Sonuç malumunuz, aynen Özdemir Asaf’ın dizelerindeki gibi...

"Bütün renkler hızla kirleniyordu

Birinciliği beyaza verdiler"

Yani bu ödüllerin büyük bölümünü Erdoğan’a verdi CPJ.

Beş kategoride veriliyordu ödüller.

"En Alıngan Lider..."

"Terörle Mücadele Kanunlarını Basına Karşı En Sert Kullanan Lider..."

"Basını En Sıkı Kontrol Eden Lider..."

"Basın Özgürlüğünde En Çok Geri Giden Lider..."

"Dünya Genelinde Basın Özgürlüğünün Altını Oymakta En Başarılı Lider..."

Türkiye’de gazetecilerin, yayın organlarının ve sosyal medya kullanıcılarının sürekli "Cumhurbaşkanına ve Türklüğe hakaret"le suçlandığını, bu suçtan bir yıl içersinde 46 bin 193 dava açıldığını gözönüne alan CPJ Erdoğan’ı "En Alıngan Lider" seçiyor.

Erdoğan’ın arkasından ikinci sırada Trump geliyor.

CPJ’ye göre Türkiye dünyada en çok gazetecinin cezaevinde olduğu ülke. Türkiye’de gazeteciler devlete karşı suçlar sebebiyle soruşuturuluyor ya da hüküm giyiyor.

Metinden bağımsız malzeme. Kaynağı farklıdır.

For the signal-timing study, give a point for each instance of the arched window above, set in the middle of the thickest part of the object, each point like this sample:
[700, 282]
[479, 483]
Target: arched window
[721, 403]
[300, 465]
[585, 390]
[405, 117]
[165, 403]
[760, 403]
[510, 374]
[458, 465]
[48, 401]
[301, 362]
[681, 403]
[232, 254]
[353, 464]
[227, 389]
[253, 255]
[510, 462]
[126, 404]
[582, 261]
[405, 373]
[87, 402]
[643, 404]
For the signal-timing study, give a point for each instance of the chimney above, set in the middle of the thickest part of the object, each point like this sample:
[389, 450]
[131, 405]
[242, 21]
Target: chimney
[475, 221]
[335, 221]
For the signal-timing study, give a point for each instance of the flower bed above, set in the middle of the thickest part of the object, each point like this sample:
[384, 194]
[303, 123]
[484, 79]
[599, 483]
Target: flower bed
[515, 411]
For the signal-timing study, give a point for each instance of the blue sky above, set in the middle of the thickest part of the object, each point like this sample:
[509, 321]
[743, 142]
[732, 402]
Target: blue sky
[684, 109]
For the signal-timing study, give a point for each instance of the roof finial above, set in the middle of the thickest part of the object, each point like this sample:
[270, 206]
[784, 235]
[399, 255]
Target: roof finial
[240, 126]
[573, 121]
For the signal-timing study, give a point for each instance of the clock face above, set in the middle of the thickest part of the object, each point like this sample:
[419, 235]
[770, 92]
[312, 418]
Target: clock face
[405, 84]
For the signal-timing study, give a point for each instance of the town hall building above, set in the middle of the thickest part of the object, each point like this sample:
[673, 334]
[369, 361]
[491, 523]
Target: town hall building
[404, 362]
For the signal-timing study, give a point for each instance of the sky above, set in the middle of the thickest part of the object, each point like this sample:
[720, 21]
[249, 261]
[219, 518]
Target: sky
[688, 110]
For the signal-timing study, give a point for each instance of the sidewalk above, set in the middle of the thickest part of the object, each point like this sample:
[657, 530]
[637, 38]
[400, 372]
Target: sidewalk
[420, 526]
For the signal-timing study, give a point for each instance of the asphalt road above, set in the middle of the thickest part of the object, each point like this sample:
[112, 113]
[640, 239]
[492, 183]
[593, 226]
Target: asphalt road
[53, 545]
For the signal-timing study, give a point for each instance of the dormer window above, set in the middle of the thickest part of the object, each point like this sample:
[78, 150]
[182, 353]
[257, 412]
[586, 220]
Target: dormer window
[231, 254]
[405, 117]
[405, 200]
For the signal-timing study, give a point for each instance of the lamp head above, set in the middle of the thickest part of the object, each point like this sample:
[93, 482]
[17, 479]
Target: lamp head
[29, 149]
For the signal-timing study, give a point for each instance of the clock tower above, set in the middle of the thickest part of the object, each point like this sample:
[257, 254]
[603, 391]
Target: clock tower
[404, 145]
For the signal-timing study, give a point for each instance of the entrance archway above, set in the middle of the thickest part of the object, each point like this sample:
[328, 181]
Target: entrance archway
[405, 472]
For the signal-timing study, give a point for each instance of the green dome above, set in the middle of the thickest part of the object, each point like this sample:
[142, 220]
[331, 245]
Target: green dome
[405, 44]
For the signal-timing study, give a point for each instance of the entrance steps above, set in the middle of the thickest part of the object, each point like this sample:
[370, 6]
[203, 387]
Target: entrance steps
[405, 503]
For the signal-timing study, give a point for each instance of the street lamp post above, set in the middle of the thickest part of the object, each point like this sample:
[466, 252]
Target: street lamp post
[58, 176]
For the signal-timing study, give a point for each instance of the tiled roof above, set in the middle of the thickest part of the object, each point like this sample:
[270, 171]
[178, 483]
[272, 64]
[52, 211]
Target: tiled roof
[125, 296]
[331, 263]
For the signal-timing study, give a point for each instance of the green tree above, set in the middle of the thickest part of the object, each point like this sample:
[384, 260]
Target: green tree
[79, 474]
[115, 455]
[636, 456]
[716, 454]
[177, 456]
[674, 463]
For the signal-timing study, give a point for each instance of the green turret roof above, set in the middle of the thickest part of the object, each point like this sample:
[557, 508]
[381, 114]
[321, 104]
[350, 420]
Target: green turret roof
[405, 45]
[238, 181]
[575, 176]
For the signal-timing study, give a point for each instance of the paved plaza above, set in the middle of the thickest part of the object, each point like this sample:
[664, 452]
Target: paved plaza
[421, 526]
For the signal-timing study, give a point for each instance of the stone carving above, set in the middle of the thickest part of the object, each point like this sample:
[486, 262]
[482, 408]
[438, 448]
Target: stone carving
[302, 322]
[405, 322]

Bu davalarda yöneltilen suçlamalar da "terör propagandası yapmak" ya da "terör örgütüne yardım etmek"

İşte bu kriterlerden hareketle CPJ, Erdoğan’a "Terörle Mücadele Kanunlarını Basına Karşı En Sert Kullanan Lider" ünvanını veriyor.

Bu katagoride Erdoğan’ın arkasından ikinci sırayı alan da Mısır Cumhurbaşkanı Abdül Fetih el Sisi.

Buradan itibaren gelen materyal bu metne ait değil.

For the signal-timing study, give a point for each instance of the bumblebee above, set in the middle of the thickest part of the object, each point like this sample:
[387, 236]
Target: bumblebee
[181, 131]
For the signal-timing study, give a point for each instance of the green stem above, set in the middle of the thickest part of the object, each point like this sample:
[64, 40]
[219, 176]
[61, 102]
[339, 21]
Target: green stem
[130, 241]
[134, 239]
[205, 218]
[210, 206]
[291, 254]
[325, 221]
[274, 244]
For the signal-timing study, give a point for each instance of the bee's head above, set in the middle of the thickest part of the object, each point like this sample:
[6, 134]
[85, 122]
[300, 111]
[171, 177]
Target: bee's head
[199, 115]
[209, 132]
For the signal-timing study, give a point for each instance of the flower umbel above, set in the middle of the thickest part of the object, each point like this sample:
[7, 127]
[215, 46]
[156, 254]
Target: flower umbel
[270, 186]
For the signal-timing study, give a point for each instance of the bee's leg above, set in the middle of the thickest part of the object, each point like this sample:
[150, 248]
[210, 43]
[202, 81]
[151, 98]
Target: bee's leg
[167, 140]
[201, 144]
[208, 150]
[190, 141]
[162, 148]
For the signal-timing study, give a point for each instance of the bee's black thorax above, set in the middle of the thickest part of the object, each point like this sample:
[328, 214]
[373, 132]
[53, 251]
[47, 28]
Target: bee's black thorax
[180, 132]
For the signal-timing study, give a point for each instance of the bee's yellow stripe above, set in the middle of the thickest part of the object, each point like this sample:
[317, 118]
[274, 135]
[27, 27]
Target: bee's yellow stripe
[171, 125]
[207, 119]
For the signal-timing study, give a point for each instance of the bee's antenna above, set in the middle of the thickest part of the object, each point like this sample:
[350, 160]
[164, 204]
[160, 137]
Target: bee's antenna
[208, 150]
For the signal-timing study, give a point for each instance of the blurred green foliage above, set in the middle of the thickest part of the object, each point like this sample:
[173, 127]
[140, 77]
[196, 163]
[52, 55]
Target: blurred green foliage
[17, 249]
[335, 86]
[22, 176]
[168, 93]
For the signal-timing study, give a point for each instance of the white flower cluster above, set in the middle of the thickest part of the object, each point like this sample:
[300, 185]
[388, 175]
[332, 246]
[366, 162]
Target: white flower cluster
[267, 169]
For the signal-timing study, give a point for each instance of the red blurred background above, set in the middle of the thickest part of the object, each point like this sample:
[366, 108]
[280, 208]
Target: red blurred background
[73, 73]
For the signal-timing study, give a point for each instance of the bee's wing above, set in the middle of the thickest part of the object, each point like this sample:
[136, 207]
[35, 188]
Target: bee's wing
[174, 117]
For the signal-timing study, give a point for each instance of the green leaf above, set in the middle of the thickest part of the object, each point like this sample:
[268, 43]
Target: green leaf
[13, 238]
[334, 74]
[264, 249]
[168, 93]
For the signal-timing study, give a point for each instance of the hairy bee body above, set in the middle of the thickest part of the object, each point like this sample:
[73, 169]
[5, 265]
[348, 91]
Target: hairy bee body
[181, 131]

Diğer ünvanlar da  Çin Devlet Başkanı Si Jinping, Rusya Devlet Başkanı Putin, Myanmar lideri Aung San Suu Kyi, Polonya Devlet Başkanı Duda ve ABD Başkanı Trump arasında bölüştürüldü.

Şimdi Uluslararası Gazetecileri Koruma Komitesi açısından bakınca Türkiye’nin lideri böyle görülüyor.

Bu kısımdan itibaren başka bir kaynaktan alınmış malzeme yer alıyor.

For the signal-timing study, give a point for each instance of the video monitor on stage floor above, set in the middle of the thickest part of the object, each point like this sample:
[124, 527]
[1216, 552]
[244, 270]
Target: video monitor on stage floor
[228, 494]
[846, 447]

Türkiye’de basın özgürlüğü zaten sizlere ömür.

Kapatılmış yüzlerce basın organı... Gözaltına altına alınan, sarı basın kartı iptal edilen, işsiz kalan binlerce gazeteci...

İşte ortada böyle bir tablo varken 10 Ocak Çalışan Gazeteciler Günü geldi çattı.

Erdoğan öyle bir kutlama mesajı yayınladı ki, görenin "Acaba ben hangi ülkede yaşıyorum" diye soracağı cinsten.

Bakın ne diyor Erdoğan gazetecilere yönelik kutlama mesajının ilk paragrafında:

"Toplumun, kamuoyunun hızlı, doğru, tarafsız haber alma hakkını temin etmek demokratik ülkelerin en belirgin göstergesidir."

İnsan okuyunca ister istemez "demokratik ülkelerden bahsediyor, bizden değil herhalde" diye düşünüyor.

Gelelim ikinci paragrafına:

"Medya kuruluşlarının herhangi bir kısıtlamaya maruz kalmadan, ülkemizin her bir köşesinde, dünyanın dört bir tarafında olup biteni insanımıza ulaştırılmasını sağlamak demokrasinin de gereğidir."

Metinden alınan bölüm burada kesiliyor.